Continuation funds are becoming mainstream exit alternatives. Sponsors rolled 105 companies into continuation vehicles through Q3 worth $61.5 billion, exceeding 2024's pace, with some managers now deploying second continuation funds for the same assets despite LP pushback on delayed realizations.
Middle-market fundraising faces unprecedented headwinds. Managers raising $100M-$5B funds secured just 50.4% of total capital through Q3 compared to a 55.8% five-year average, as constrained LPs prioritize megafunds and established relationships over emerging managers.

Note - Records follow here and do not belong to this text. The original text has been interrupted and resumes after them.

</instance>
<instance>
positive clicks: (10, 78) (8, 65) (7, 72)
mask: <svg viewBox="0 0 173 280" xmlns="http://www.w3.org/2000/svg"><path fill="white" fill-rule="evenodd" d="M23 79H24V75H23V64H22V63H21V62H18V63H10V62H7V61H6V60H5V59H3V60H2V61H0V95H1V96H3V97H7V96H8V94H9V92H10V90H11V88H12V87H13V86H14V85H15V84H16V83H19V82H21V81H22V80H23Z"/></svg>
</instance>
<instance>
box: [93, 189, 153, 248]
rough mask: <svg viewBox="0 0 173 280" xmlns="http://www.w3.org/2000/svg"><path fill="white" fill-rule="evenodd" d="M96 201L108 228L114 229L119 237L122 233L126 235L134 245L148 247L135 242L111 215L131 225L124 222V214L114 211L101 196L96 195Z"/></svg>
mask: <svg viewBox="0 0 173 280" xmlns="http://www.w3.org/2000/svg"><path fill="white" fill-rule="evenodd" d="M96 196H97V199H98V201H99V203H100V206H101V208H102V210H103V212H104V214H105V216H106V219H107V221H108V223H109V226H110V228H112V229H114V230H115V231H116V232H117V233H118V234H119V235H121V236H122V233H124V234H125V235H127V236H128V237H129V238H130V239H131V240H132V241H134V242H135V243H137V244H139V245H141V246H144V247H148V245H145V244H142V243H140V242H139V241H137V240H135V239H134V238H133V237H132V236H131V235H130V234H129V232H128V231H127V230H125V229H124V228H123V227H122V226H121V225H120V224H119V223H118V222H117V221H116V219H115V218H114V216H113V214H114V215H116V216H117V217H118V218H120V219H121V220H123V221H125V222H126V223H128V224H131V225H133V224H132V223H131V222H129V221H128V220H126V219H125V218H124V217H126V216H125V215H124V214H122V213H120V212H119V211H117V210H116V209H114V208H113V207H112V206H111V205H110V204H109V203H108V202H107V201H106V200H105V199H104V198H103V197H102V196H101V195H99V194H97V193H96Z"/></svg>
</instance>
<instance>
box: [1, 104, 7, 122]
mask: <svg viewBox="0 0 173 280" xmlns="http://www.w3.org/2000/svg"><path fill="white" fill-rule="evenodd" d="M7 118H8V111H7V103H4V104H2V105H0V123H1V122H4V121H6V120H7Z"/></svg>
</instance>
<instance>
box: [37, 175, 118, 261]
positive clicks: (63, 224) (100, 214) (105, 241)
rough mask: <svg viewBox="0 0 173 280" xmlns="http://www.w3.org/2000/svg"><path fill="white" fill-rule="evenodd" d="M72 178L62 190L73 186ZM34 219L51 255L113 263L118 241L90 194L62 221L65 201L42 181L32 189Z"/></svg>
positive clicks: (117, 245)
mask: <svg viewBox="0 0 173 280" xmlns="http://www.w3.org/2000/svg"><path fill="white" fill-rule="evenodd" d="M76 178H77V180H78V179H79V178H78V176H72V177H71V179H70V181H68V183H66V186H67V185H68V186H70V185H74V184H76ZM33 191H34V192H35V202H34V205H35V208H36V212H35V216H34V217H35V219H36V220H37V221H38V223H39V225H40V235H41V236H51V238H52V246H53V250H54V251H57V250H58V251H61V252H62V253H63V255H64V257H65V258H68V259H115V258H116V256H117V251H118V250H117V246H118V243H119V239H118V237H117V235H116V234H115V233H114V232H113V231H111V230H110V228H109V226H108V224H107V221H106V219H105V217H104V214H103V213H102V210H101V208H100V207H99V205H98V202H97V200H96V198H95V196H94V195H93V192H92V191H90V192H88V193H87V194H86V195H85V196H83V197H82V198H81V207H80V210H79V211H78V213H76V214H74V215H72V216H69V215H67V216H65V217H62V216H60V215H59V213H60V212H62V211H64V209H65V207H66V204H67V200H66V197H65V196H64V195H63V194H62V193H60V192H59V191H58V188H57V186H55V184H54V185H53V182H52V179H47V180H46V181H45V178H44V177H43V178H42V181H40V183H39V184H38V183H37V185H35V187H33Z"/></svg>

Credit markets show structural shifts toward alternative financing. Paid-in-kind loan interest income for top 15 BDCs surpassed $1 billion on a rolling four-quarter basis, while BSL and direct lending markets fought to a standstill with $25.9B in mutual replacements year-to-date.
The Wrap
The private equity industry stands at a crossroads where improving deal conditions meet persistent exit and fundraising challenges. While sponsors demonstrate renewed appetite for deployment—including historic mega-buyouts—the disconnect between transaction momentum and capital formation sustainability requires accelerated exit activity across the quality spectrum. Success hinges on whether Q4 capitalizes on favorable technicals to broaden realizations beyond selective mega-exits, restoring distributions that fuel the next fundraising cycle. Federal Reserve policy, tariff resolution, and sustained public market strength will prove decisive.